In an excellent diary today, mcjoan quotes Inhofe:
When you tell people that the mortality rate in Canada is 25% higher for breast cancer, 18% higher for prostate cancer, you know, they say why in the world would we emulate a system like that?
He does not understand mortality and survival.
Follow me, and you will.
Mortailty refers to death rate (usually quoted as deaths per 100,000 population per year, age-adjusted).
Survival refers to how long people live after diagnosis of disease. (Usually survival rate at five years, but variable.
Now imagine a disease called "breast cancer." We will suppose that it is a single disease (it is not, nor are any of my other assumptions anything but cartoonishly over-simplified).
"Breast cancer" occurs in our imaginary population of 100,000 people and each year 20 people die of breast cancer. This is the mortality rate.
Now suppose that there is no good way to diagnose "breast cancer" early, and it is only diagnosed when the patient is nearly dead. Everybody who is diagnosed with breast cancer is dead within five years of diagnosis. The five-year survival rate is 0%.
Now suppose there is no effective treatment.
Suppose now that there is a new diagnostic test that will diagnose breast cancer when the lesion is 1mm diameter, ten years before it will eventually kill the patient. If you apply the diagnostic tool to the population, you will move the population from a 0% five-year survival to 100% five-year survival, but you will not help one single patient survive one moment longer. You have just discovered what we call Lead-time bias.
Now suppose that there are two forms of "breast cancer" that look exactly the same under the microscope, but one is highly aggressive and will kill the patient within a month of inception, and the other form is indolent and will take fifty years to kill the patient. Suppose you have a population that gets each kind of cancer in equal numbers, and you screen once a year. Your screening test the first year will result in an apparent 600-fold improvement in survival, since you will diagnose only 1/12 of the aggressive cancers that developed in the last year, and you will diagnose all the indolent cancers that accumulated before you started screening.
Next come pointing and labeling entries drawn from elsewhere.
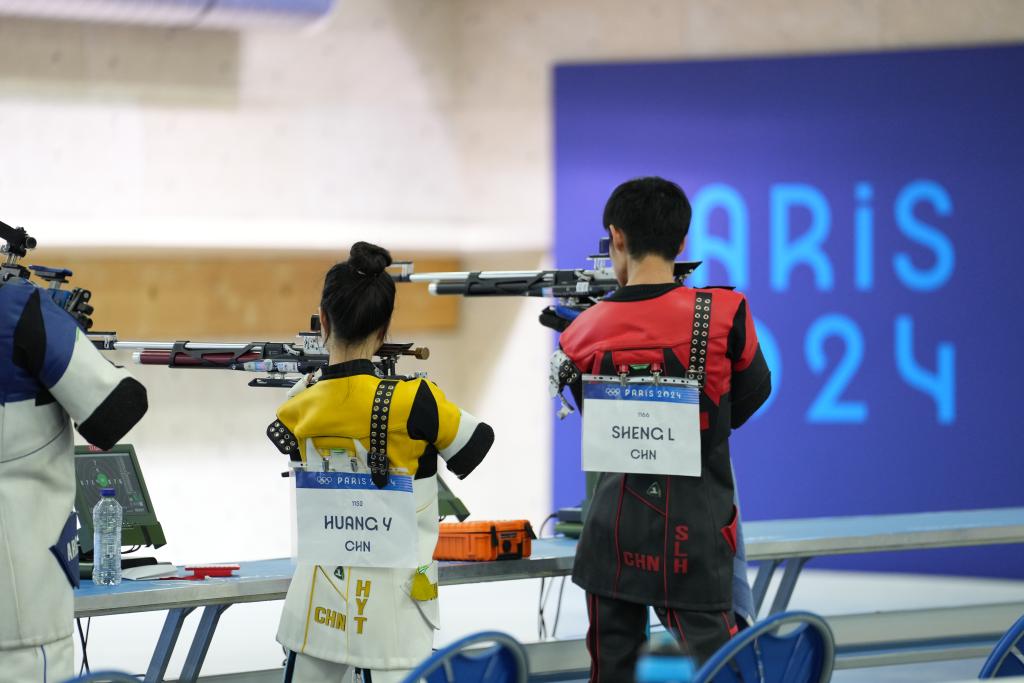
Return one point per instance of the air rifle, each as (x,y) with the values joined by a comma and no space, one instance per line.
(574,290)
(16,245)
(275,359)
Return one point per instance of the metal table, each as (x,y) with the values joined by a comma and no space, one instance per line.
(786,544)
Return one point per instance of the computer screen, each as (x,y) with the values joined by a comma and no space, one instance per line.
(95,470)
(102,469)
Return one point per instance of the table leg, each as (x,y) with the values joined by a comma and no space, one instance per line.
(765,571)
(201,644)
(165,645)
(793,568)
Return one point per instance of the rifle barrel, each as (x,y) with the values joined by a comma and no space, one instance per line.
(169,346)
(158,357)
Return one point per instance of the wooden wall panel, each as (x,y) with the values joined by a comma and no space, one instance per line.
(211,295)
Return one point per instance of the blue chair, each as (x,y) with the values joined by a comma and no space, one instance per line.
(804,654)
(465,662)
(1007,658)
(105,677)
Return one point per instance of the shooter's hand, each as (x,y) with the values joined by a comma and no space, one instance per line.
(558,317)
(304,383)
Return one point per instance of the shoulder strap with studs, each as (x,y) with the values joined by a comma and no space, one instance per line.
(377,457)
(698,344)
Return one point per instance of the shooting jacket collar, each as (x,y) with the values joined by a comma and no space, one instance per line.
(641,292)
(348,369)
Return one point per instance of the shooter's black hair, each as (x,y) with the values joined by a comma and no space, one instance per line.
(358,295)
(653,213)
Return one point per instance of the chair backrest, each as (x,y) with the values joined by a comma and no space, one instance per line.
(1007,657)
(804,654)
(466,662)
(105,677)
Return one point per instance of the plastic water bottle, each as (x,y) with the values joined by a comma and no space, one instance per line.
(663,660)
(107,516)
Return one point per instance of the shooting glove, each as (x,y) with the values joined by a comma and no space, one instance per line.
(304,383)
(558,317)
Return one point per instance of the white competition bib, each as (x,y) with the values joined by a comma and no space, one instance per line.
(344,519)
(641,426)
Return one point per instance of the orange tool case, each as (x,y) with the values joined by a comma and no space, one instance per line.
(484,541)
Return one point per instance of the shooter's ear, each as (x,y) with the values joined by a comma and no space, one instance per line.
(325,325)
(617,239)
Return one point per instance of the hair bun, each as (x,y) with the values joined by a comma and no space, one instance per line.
(369,259)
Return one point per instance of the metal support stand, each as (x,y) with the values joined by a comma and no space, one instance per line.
(760,590)
(165,645)
(790,577)
(766,570)
(201,644)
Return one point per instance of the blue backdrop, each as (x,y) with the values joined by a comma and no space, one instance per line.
(870,206)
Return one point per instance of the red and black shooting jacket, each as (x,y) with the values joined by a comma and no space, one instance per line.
(658,540)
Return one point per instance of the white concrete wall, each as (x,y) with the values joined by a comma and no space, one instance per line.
(416,123)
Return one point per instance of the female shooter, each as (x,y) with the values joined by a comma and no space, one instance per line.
(371,601)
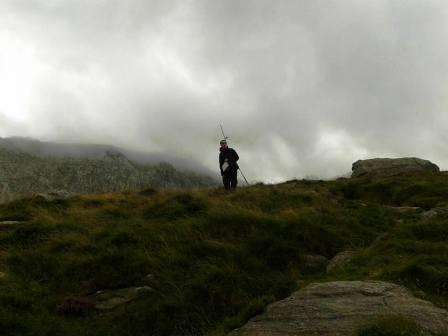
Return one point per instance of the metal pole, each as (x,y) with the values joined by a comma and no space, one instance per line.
(243,176)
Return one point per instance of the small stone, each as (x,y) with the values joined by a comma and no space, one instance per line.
(340,260)
(314,262)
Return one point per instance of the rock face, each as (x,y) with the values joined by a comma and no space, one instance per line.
(392,167)
(342,308)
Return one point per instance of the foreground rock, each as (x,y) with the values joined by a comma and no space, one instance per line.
(109,299)
(392,167)
(342,308)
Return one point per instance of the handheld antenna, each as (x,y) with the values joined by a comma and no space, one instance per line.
(222,131)
(225,138)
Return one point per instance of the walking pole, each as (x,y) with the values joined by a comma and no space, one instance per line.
(222,131)
(243,175)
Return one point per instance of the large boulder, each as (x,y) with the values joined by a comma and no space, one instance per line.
(342,308)
(392,167)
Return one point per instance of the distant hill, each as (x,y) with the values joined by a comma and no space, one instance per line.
(97,151)
(21,172)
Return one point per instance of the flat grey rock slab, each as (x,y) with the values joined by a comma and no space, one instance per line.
(342,308)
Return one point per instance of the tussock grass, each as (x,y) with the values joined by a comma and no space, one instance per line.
(215,259)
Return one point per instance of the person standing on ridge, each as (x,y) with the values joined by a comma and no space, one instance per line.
(228,166)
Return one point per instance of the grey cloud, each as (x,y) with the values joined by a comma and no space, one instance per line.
(303,88)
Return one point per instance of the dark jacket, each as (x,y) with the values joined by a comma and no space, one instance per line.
(232,157)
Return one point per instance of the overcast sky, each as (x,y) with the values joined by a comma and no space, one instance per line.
(302,87)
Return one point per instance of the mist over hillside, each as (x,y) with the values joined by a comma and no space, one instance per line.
(97,151)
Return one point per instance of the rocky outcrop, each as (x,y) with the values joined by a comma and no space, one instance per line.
(392,167)
(342,308)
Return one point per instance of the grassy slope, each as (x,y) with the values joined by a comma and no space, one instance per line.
(216,259)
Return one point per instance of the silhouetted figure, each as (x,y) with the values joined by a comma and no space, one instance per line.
(228,166)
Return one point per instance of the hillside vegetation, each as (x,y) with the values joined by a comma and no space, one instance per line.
(212,260)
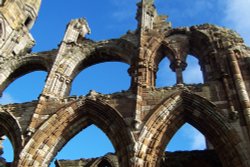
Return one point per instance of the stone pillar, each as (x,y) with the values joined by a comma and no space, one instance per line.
(240,87)
(2,160)
(178,66)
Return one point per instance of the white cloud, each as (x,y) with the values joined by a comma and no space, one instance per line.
(237,16)
(6,99)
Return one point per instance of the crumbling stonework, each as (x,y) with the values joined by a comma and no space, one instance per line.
(140,121)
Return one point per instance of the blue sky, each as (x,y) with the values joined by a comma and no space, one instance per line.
(110,19)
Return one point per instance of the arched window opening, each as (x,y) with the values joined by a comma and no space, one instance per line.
(89,143)
(6,151)
(104,78)
(165,76)
(187,138)
(192,74)
(188,148)
(17,91)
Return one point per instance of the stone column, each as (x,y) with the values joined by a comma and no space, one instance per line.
(240,87)
(2,160)
(178,66)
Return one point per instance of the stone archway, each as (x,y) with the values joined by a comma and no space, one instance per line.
(187,107)
(70,120)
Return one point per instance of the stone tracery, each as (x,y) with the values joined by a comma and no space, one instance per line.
(140,121)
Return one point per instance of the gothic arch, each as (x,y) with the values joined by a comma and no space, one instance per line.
(107,160)
(70,120)
(69,66)
(11,128)
(16,69)
(184,107)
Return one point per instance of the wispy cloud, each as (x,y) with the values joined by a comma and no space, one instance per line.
(124,9)
(6,99)
(237,16)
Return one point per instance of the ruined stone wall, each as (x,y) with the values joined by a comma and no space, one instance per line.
(141,120)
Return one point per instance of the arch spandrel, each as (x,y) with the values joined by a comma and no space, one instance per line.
(105,51)
(53,134)
(185,107)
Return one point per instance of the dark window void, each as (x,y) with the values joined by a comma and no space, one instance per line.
(25,88)
(103,78)
(28,22)
(192,74)
(187,138)
(165,76)
(89,143)
(6,150)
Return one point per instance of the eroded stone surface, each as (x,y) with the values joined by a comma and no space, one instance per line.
(140,121)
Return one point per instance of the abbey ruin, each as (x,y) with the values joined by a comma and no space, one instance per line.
(140,121)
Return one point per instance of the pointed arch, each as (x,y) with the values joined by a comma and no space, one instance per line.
(119,50)
(12,129)
(70,120)
(25,65)
(183,107)
(109,160)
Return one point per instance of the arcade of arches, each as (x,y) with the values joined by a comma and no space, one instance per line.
(141,121)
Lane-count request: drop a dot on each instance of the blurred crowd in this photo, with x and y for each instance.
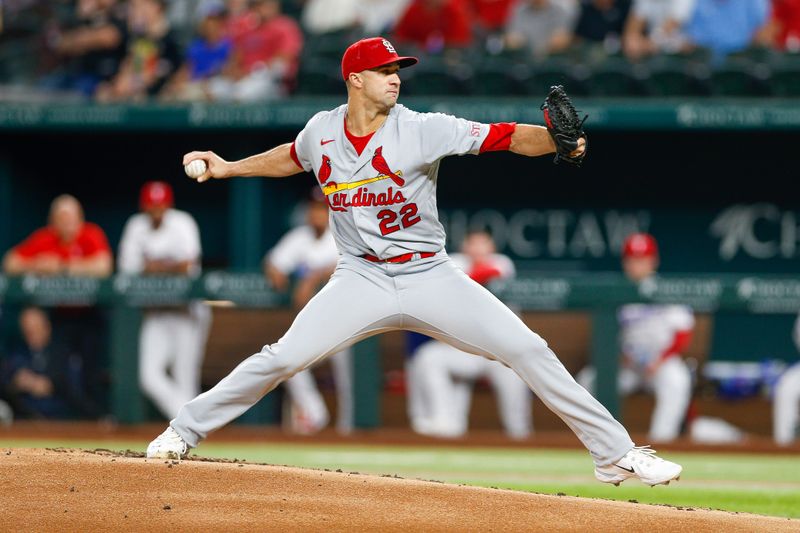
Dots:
(255, 50)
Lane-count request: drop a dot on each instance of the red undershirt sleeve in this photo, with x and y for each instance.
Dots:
(499, 137)
(679, 344)
(293, 153)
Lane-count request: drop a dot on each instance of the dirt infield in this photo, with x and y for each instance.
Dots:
(73, 490)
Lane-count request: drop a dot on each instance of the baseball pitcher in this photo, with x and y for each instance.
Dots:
(377, 163)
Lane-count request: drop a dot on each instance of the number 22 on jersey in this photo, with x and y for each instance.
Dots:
(389, 223)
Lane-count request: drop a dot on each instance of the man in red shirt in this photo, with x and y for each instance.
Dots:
(264, 60)
(66, 246)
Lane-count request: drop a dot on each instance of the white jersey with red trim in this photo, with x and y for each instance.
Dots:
(647, 330)
(383, 202)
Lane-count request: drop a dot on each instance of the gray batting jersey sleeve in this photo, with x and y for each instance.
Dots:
(383, 202)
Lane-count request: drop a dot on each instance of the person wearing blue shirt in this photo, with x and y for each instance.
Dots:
(726, 26)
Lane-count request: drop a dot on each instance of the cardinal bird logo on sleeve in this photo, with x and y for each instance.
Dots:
(324, 172)
(380, 164)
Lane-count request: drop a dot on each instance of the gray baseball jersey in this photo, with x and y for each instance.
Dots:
(383, 204)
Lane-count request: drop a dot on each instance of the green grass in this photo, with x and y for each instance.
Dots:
(762, 484)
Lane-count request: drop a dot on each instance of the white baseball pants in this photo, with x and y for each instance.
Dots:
(786, 407)
(171, 349)
(671, 385)
(431, 296)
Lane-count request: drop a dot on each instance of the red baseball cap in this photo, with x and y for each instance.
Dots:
(155, 194)
(640, 245)
(370, 53)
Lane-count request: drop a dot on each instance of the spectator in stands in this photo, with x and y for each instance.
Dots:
(786, 402)
(205, 58)
(92, 50)
(656, 26)
(782, 31)
(601, 23)
(266, 49)
(328, 16)
(380, 16)
(726, 26)
(42, 379)
(161, 240)
(541, 26)
(69, 246)
(66, 246)
(653, 339)
(433, 25)
(440, 377)
(152, 57)
(490, 16)
(309, 254)
(364, 17)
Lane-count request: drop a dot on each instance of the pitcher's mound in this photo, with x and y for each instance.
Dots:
(75, 490)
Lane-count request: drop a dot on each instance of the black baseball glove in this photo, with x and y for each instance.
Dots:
(564, 125)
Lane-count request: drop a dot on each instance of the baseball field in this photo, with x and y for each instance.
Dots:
(79, 479)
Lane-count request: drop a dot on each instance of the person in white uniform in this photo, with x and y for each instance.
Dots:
(652, 339)
(161, 240)
(440, 377)
(786, 400)
(308, 252)
(377, 163)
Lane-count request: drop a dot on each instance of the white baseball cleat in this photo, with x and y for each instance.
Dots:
(640, 462)
(168, 445)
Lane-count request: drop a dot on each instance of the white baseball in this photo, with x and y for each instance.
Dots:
(195, 169)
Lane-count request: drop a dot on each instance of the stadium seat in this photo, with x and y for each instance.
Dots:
(784, 80)
(615, 76)
(319, 77)
(329, 45)
(739, 76)
(669, 75)
(556, 71)
(500, 76)
(434, 76)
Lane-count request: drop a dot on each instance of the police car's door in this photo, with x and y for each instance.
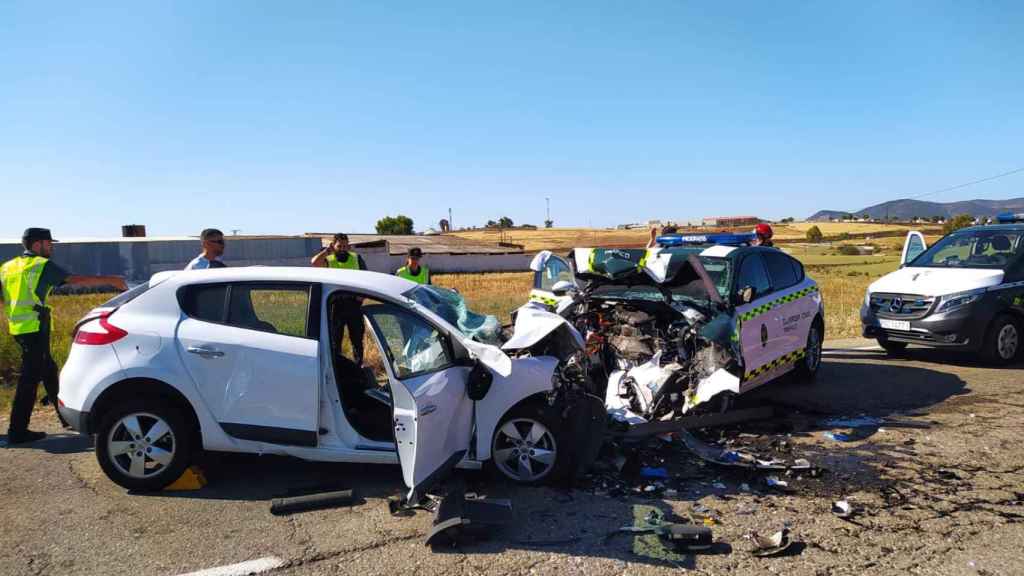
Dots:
(912, 246)
(759, 329)
(431, 413)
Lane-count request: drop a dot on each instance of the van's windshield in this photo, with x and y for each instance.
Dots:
(974, 248)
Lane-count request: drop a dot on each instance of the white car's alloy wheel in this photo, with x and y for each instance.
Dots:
(1008, 341)
(140, 445)
(524, 450)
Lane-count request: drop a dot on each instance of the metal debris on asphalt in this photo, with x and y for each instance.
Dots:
(843, 509)
(773, 545)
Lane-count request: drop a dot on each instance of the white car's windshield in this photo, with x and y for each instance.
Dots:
(974, 248)
(451, 306)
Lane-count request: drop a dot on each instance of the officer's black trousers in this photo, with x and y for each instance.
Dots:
(37, 364)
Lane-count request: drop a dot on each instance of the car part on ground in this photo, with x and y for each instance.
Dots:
(306, 502)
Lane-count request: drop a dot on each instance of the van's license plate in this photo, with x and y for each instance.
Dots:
(903, 325)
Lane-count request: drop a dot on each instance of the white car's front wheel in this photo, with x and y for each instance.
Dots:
(143, 445)
(527, 446)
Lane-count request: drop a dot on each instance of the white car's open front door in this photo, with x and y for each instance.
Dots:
(431, 412)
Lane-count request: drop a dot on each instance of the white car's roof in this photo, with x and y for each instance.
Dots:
(357, 280)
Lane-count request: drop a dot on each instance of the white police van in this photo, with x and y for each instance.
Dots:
(965, 292)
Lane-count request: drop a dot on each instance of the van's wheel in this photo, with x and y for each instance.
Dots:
(528, 446)
(891, 347)
(143, 444)
(1003, 342)
(807, 367)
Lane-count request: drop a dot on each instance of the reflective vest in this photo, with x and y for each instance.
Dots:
(351, 263)
(421, 278)
(20, 277)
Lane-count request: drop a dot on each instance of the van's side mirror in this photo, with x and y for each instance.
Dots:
(478, 382)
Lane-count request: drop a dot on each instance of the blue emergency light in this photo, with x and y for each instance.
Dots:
(698, 239)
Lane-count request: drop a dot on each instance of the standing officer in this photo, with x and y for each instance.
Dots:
(348, 313)
(25, 283)
(762, 236)
(413, 270)
(338, 254)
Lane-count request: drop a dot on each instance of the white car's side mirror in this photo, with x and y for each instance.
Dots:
(563, 287)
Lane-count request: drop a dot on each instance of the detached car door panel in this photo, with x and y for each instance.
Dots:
(256, 366)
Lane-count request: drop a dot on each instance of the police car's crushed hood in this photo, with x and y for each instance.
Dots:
(935, 281)
(631, 266)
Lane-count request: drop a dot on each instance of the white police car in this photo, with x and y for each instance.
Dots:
(965, 292)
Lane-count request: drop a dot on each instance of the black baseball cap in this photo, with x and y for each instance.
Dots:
(34, 234)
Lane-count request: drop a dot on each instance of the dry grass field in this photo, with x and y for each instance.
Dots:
(843, 280)
(564, 238)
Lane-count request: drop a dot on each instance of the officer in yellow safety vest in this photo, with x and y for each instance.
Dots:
(347, 313)
(413, 270)
(338, 254)
(26, 281)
It will appear to the unsophisticated that you have saved countless lives, but not one person will live one bit longer. And you have discovered Length-time bias.
Now consider mortality and survival from real-world breast cancer.
You will see that the mortality rate from breast cancer is slightly higher in the U.S. than in Canada, but that 20% more U.S. women are diagnosed with breast cancer each year. This may be due to any number of factors, such as improved screening (with lead-time and length-time biases), over-diagnosis, and so on. We just cannot know. And neither can Inhofe. But I'd rather have the lower mortality rate; maybe he would not.
BTW, Cuba has a better breast-cancer survival rate than does the U.S. Inhofe neglected that.